The house was built in the 12th century on ground which had been part of the garden belonging to the Benedictine monks of St Peter's, Salzburg. Otto Keutzel, a merchant, is mentioned as the owner in 1408 while Chunrad Fröschmoser, the court apothecary, purchased the property in 1585. On the doorway, the coiled serpent in the lion's mouth, the symbol of Asclepius, still testifies to his ownership. In 1703, the house came into the ownership of the Hagenauer family who had arrived in Salzburg around 1670, including Joseph Matin Hagenauer and Johann Laurenz Hagenauer who became Mozart's landlord.

After marrying Anna Maria Pertl on 21 November 1747, Leopold Mozart rented the apartment on the third floor which consisted of a kitchen, a small cabinet, a living room, a bedroom and an office. It was their residence until 1773, and their seven children were born here; only two, Maria Anna and Wolfgang Amadeus, survived.
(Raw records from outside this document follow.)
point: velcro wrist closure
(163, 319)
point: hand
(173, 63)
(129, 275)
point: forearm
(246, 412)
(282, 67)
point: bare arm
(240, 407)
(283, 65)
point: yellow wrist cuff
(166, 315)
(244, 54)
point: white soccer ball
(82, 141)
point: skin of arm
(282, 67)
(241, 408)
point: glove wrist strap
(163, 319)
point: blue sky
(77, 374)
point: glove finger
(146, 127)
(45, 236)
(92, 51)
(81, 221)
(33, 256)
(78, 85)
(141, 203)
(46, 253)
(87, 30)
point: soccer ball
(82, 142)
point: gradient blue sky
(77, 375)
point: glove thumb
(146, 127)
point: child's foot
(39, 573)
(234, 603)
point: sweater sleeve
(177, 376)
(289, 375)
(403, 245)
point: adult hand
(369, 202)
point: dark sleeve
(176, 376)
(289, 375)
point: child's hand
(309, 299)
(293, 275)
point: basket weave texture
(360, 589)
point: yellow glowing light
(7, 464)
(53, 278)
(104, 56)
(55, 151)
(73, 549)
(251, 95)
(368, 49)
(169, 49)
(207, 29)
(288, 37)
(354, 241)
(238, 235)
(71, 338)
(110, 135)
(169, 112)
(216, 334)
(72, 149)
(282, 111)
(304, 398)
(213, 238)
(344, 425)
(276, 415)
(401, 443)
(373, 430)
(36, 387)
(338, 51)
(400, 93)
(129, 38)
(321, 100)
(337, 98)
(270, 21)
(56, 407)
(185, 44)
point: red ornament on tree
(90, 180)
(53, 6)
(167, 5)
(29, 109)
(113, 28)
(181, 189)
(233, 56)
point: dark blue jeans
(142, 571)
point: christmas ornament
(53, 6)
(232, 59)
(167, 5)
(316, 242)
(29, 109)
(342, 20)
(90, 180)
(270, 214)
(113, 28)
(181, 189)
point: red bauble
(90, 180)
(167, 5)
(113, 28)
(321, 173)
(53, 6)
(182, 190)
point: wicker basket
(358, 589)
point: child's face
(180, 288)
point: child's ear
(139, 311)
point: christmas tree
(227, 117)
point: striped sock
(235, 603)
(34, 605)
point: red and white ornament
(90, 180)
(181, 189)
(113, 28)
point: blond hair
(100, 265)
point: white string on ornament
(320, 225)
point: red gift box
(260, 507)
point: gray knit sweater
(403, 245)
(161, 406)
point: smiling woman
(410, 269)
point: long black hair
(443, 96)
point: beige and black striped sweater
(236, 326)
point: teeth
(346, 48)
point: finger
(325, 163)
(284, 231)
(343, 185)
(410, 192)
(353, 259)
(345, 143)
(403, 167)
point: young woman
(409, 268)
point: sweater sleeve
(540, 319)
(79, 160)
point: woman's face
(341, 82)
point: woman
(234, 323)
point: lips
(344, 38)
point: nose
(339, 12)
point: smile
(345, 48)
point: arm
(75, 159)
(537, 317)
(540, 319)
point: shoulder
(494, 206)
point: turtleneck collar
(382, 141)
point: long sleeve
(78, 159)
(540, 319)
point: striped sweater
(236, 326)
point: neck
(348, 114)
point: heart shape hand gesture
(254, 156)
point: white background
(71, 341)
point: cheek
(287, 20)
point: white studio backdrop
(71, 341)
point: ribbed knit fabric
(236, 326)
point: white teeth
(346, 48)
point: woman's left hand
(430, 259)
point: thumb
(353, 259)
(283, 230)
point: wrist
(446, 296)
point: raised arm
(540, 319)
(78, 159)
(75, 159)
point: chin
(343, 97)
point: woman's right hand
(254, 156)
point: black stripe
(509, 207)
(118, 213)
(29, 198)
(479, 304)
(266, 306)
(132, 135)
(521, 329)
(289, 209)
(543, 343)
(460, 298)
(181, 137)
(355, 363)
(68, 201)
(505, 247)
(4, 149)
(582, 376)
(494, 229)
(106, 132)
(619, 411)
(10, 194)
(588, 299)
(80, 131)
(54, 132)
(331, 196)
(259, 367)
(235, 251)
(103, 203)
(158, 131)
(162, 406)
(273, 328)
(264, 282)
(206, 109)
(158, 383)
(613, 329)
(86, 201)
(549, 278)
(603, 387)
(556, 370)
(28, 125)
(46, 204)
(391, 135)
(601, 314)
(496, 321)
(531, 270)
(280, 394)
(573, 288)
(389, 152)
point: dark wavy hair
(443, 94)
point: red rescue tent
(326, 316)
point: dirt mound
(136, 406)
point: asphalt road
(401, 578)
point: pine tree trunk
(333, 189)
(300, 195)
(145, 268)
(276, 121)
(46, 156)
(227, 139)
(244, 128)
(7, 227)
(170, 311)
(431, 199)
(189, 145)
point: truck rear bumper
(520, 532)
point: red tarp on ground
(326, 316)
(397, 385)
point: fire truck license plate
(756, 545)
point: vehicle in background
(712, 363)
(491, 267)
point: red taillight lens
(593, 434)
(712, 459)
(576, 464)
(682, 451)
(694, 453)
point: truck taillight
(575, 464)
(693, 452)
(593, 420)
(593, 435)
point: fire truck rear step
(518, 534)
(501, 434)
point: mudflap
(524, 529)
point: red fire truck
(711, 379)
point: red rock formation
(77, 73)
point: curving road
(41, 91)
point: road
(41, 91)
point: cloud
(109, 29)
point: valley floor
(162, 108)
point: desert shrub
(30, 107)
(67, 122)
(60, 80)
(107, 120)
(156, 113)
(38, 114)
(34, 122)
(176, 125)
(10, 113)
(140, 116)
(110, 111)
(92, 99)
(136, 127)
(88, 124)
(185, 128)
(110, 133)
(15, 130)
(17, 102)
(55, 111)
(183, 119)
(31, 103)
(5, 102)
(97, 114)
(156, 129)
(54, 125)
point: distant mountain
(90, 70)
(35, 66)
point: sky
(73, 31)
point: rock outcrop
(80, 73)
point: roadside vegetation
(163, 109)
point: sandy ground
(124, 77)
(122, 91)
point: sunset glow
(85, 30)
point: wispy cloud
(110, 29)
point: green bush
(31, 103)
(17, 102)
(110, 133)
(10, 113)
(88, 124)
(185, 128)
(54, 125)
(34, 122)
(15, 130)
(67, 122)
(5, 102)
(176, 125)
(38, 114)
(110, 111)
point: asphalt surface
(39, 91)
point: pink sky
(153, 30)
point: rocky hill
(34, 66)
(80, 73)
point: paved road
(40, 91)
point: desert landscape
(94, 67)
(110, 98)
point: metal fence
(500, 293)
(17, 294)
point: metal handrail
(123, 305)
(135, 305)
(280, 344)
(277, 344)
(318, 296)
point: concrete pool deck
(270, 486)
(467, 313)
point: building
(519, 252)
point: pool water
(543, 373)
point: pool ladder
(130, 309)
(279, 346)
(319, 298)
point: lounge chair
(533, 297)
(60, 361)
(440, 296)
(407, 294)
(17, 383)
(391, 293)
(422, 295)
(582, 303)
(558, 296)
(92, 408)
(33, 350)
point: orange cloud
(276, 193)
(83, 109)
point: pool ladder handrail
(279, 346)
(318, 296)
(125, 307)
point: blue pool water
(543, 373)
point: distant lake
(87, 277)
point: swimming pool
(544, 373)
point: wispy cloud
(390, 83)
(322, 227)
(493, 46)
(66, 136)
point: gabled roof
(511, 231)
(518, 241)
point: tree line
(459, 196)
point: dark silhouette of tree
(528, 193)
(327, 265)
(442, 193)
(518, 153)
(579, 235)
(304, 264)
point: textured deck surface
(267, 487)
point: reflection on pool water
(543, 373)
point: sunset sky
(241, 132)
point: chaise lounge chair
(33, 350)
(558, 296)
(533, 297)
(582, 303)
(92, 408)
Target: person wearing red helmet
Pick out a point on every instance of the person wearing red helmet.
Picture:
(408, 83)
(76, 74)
Leopold Mozart was in constant touch through letters with his landlord during the Mozart family grand tour between 1763 and 1766.

The family moved out of the premises in 1773; greater prosperity and the need for space led them to move into more spacious quarters in the Tanzmeisterhaus, also a Mozart museum today.

== Museum ==
A museum since 1880, Wolfgang Amadeus Mozart birthplace introduces visitors to the early life of the composer, his first musical instruments, his friends and his passionate interest in opera. The third floor exhibits Mozart's childhood violin, harpsichord, as well as portraits, documents, family letters, and early editions of his music. There are also records of his life in Vienna and of his wife and family. The second floor is devoted to Mozart's interest in opera and includes the clavichord on which he composed The Magic Flute. The first floor replicates living conditions in Mozart's day with period furniture. Original documents and paintings illustrate his life in Salzburg. Other items in the museum are an incomplete portrait of Mozart painted by Joseph Lange, his brother-in-law in 1789 (one of Mozart's striking portraits), pictures of his childhood, and his childhood violin.